El capitalismo de compadres se ha consolidado gracias a la creación de un aparato legal y simbólico que refuerza su posición dominante. A través de la regulación hecha a la medida, la cooptación del discurso público y la criminalización selectiva de prácticas comunes, las élites económicas han logrado convertir sus intereses en la norma, mientras marginan a quienes desafían su monopolio. Prácticas como el contrabando o la evasión fiscal, cuando son realizadas por actores emergentes, se condenan con dureza; sin embargo, cuando benefician a grandes corporaciones, son justificadas como estrategias de optimización financiera. No es que unas sean inherentemente más éticas que otras, sino que la narrativa dominante define quiénes son los delincuentes y quiénes los visionarios.
Este fenómeno se agudiza en una región donde las estructuras legales han sido diseñadas para favorecer a grupos de poder que han prosperado a la sombra del Estado. Como advirtió Foucault, las normas no son neutrales; son dispositivos estratégicos que establecen lo “normal” y lo “anómalo” según los intereses de quienes las crean. Pierre Bourdieu complementa esta visión al señalar que el “capital simbólico” de las élites permite legitimar su dominio y presentar sus privilegios como naturales e incuestionables. En este escenario, la legalidad se convierte en una herramienta de exclusión en lugar de ser un mecanismo de garantía para la justicia y la equidad.
James C. Scott refuerza esta crítica al demostrar que muchas estructuras informales surgen como formas de resistencia ante un sistema excluyente. En muchos casos, los actores informales han llenado vacíos que ni el Estado ni las élites han querido asumir, generando un tipo de redistribución de recursos en zonas marginadas. No se trata de glorificar la informalidad o la ilegalidad, sino de reconocer que la construcción de normas responde a intereses específicos y no necesariamente a principios universales de justicia. En este juego desigual, la legalidad no es sinónimo de equidad, sino de perpetuación del privilegio.
La verdadera amenaza para el liberalismo no proviene de la competencia desleal o del mercado negro, sino de la distorsión del sistema por parte de quienes buscan consolidar su poder económico a través de la influencia política. Mientras las reglas sigan diseñadas para beneficiar a unos cuantos, el libre mercado seguirá siendo una ilusión.
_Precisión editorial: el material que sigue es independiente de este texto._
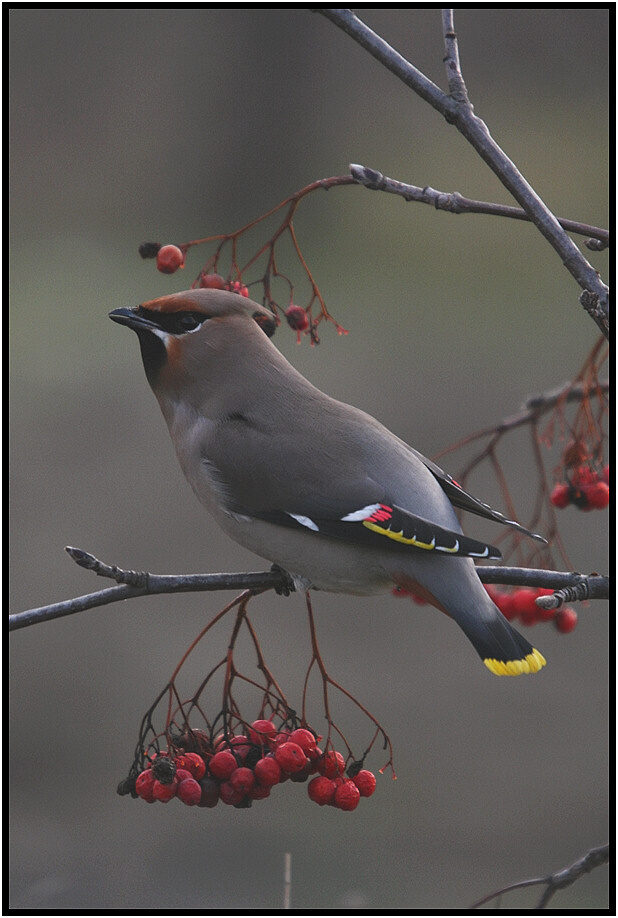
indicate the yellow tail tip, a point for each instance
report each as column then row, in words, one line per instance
column 532, row 663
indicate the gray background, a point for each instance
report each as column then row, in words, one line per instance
column 174, row 124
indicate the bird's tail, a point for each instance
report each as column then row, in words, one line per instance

Por eso, es imperativo recuperar la esencia del liberalismo: un sistema basado en la competencia real, la igualdad ante la ley y la libertad de innovar sin depender de favores estatales. Como bien lo dijo Ludwig von Mises, la defensa de la libre competencia no es por los ricos de hoy, sino por la libertad de los emprendedores del mañana. Es momento de rescatar esa promesa.